[box cover]

She Creature

It's 1905. Irish carnival manager Rufus Sewell and his sideshow "mermaid" mistress Carla Gugino encounter a very lovely and very real mermaid (Rya Kihlstedt) who's a great deal more than what she seems. Rufus steals the sexy beast from its keeper (Aubrey Morris) and the lovers set sail bound for fame and riches rivaling P.T. Barnum's. During the voyage, they encounter rough crewmen (read: fresh meat), dark secrets of the mermaid's former owner, hints of the love that dare not flap its flipper, the treacherous mer-folk isles, and the final half-hour of Alien.

Produced in 2001 for Cinemax, She Creature is the child of special-effects wizard Stan Winston by way of father-son B-movie moguls Samuel Z. and Lou Arkoff.
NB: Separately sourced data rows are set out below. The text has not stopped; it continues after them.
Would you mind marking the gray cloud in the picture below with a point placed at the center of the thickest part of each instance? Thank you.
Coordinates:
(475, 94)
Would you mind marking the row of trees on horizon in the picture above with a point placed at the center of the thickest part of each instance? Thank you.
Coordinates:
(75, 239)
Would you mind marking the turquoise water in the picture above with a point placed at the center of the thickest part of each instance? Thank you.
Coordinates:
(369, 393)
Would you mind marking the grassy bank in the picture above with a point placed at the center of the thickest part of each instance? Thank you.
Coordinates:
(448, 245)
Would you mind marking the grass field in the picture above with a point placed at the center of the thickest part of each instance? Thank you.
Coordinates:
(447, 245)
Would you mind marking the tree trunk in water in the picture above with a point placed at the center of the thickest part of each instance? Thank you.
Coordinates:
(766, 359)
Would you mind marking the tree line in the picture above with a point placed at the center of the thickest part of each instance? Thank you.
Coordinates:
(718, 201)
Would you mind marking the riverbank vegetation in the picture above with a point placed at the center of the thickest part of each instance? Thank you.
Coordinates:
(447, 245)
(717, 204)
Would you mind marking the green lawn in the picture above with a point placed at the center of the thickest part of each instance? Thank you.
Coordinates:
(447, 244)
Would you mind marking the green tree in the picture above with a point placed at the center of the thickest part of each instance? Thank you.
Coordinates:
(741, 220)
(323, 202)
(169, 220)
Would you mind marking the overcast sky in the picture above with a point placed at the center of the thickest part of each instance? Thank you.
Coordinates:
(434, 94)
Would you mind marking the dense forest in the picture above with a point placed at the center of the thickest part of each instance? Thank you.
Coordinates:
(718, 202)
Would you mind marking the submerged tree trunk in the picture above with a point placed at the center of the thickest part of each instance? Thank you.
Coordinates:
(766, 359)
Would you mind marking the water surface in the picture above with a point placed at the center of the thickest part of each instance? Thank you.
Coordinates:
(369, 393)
Fully titled Mermaid Chronicles Part 1: She Creature, it's the inaugural installment of their "Creature Feature" series, which takes cheesy Arkoff flicks from the 1950s and remakes them as cheesy TV movies with modern trimmings. As a modern low-budget "boo!"-monster movie with no pretensions to the contrary, She Creature is an enjoyable empty-calories snack food for a brainless night in front of the tube. Sewell and Gugino play it straight, and moistened beauty Kihlstedt gives plenty to the thankless role of the mute eponymous peril. The first hour has a fine old-fashioned Hammer Horror air about it. Thereafter it all descends into a derivative monster chase through claustrophobic corridors. If the sailing ship had as many holes as the script it could never leave port, but She Creature is sufficiently fun hokum splashing around in atmospheric, albeit familiar, territory.
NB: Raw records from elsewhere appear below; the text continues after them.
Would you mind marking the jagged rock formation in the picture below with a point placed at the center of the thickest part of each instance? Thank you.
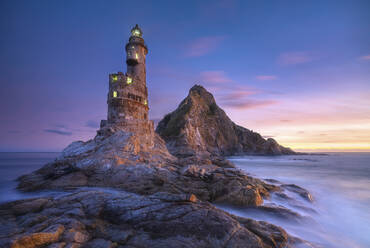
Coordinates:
(171, 209)
(142, 164)
(199, 127)
(119, 219)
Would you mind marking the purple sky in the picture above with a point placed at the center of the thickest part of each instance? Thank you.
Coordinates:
(298, 71)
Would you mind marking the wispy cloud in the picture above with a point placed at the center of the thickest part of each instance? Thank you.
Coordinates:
(248, 104)
(214, 77)
(366, 57)
(203, 46)
(266, 77)
(92, 124)
(56, 131)
(294, 58)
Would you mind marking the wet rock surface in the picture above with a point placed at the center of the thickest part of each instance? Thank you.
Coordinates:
(199, 126)
(164, 189)
(121, 219)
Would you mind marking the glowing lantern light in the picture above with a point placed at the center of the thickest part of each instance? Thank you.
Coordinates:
(129, 80)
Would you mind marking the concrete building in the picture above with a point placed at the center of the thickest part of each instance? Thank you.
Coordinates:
(128, 94)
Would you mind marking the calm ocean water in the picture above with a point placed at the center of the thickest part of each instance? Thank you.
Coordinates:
(339, 183)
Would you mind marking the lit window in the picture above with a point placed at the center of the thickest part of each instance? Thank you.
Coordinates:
(136, 32)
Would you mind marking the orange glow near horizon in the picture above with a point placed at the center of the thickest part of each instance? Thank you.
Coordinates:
(327, 122)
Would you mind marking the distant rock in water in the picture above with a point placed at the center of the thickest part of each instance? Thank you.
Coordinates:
(200, 127)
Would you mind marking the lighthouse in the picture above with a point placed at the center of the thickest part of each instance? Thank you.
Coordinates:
(128, 94)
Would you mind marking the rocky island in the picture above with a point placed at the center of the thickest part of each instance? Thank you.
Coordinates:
(133, 186)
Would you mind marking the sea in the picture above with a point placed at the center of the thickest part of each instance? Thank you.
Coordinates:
(338, 216)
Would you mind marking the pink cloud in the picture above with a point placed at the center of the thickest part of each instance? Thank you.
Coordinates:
(293, 58)
(203, 45)
(214, 77)
(236, 95)
(366, 57)
(266, 77)
(249, 104)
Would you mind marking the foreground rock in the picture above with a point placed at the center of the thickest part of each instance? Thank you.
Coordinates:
(199, 126)
(120, 219)
(118, 160)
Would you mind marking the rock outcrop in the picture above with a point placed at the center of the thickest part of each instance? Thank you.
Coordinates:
(89, 218)
(161, 197)
(135, 163)
(199, 127)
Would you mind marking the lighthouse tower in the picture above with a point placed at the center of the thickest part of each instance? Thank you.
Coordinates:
(128, 94)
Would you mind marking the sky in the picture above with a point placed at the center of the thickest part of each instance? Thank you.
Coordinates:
(296, 71)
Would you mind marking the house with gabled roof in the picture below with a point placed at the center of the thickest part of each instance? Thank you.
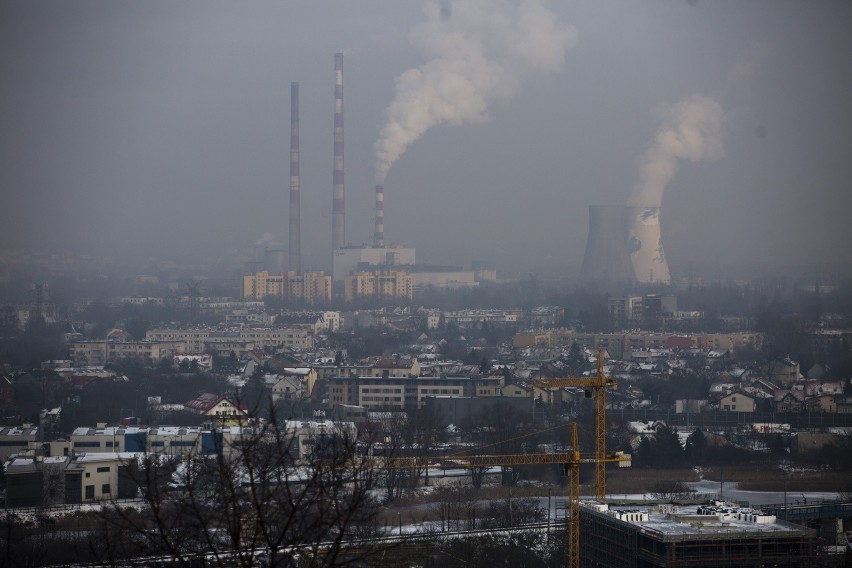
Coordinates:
(215, 406)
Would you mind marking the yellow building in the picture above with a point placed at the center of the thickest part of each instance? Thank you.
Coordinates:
(312, 288)
(384, 284)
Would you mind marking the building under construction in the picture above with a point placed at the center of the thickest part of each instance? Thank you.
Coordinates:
(719, 534)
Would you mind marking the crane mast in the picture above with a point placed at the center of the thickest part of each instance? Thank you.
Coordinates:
(599, 385)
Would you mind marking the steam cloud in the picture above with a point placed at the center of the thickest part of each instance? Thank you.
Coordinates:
(478, 51)
(691, 130)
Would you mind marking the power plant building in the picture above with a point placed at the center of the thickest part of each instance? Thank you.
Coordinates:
(646, 246)
(624, 246)
(607, 258)
(347, 260)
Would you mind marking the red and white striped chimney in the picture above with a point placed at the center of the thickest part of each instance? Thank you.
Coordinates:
(295, 247)
(379, 236)
(337, 209)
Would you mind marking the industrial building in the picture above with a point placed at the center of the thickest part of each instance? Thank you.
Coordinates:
(350, 259)
(624, 246)
(717, 534)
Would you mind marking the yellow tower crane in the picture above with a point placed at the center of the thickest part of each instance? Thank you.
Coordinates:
(599, 385)
(571, 459)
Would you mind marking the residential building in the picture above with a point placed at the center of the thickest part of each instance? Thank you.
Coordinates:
(387, 285)
(101, 352)
(216, 407)
(100, 476)
(15, 439)
(309, 288)
(240, 340)
(405, 392)
(738, 401)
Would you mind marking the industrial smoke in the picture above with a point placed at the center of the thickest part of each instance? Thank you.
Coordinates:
(478, 51)
(691, 130)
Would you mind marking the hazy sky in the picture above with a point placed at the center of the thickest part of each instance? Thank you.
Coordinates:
(161, 128)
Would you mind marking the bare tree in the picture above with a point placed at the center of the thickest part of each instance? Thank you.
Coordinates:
(267, 496)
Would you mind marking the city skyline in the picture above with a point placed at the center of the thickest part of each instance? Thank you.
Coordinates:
(162, 131)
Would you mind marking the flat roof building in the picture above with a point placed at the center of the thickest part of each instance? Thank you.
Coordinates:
(716, 534)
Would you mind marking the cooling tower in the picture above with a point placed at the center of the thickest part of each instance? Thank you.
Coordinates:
(646, 246)
(295, 184)
(607, 258)
(337, 208)
(379, 235)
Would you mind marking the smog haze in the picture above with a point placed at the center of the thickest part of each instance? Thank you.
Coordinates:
(161, 129)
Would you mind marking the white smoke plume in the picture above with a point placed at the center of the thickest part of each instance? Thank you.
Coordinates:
(691, 130)
(478, 51)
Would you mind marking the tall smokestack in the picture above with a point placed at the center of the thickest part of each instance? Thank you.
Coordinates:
(607, 259)
(295, 263)
(338, 218)
(646, 246)
(379, 236)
Other titles in the Creature Feature series are Teenage Caveman, How to Make a Monster, and Earth vs. the Spider, which tells you everything you really need to know.

*          *          *

Columbia TriStar's She Creature DVD offers both widescreen (1.78:1 anamorphic) and full-frame (1.33:1) transfers, which look as good as you would expect from a recent TV movie. The Dolby Digital 5.0 audio is unremarkable yet comes through strong and clear (although the difference in volume between the feature and the main menu will have you punching the remote).
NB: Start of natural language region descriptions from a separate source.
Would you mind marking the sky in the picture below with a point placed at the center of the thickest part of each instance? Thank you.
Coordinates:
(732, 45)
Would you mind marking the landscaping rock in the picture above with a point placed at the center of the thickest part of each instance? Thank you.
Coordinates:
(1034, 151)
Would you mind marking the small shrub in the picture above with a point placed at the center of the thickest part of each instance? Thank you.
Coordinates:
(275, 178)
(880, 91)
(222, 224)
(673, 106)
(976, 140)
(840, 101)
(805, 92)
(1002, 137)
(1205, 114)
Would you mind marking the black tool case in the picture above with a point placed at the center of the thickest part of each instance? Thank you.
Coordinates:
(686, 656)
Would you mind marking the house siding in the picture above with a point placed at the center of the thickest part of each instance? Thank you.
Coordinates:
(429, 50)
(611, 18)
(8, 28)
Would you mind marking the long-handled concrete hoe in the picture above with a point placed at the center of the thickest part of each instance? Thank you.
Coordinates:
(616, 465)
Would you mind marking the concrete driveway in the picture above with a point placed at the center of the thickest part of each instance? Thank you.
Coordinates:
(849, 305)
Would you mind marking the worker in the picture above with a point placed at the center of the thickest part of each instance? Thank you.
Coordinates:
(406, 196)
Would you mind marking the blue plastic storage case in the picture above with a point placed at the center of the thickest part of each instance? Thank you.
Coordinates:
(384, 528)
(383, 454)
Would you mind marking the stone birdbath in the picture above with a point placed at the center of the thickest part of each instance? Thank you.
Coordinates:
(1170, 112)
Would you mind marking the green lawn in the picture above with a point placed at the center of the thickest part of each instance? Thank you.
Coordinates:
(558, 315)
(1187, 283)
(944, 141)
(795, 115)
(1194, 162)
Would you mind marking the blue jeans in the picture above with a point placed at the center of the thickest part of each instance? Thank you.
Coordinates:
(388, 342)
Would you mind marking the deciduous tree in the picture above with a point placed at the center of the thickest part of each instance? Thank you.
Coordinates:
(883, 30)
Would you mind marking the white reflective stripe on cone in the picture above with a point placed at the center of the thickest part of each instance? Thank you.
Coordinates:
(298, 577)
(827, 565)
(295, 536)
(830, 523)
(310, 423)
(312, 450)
Extras include audio commentary by Stan Winston and effects supervisor Shane Mahan, a large photo gallery of artwork and production photos, a short and pointless "making of" item, the usual filmographies, and trailers for other Columbia TriStar horrorshow releases. The subtitles in English, French, Spanish, Portuguese , Chinese, Korean, and Thai indicate a wildly hopeful marketing department. Keep-case.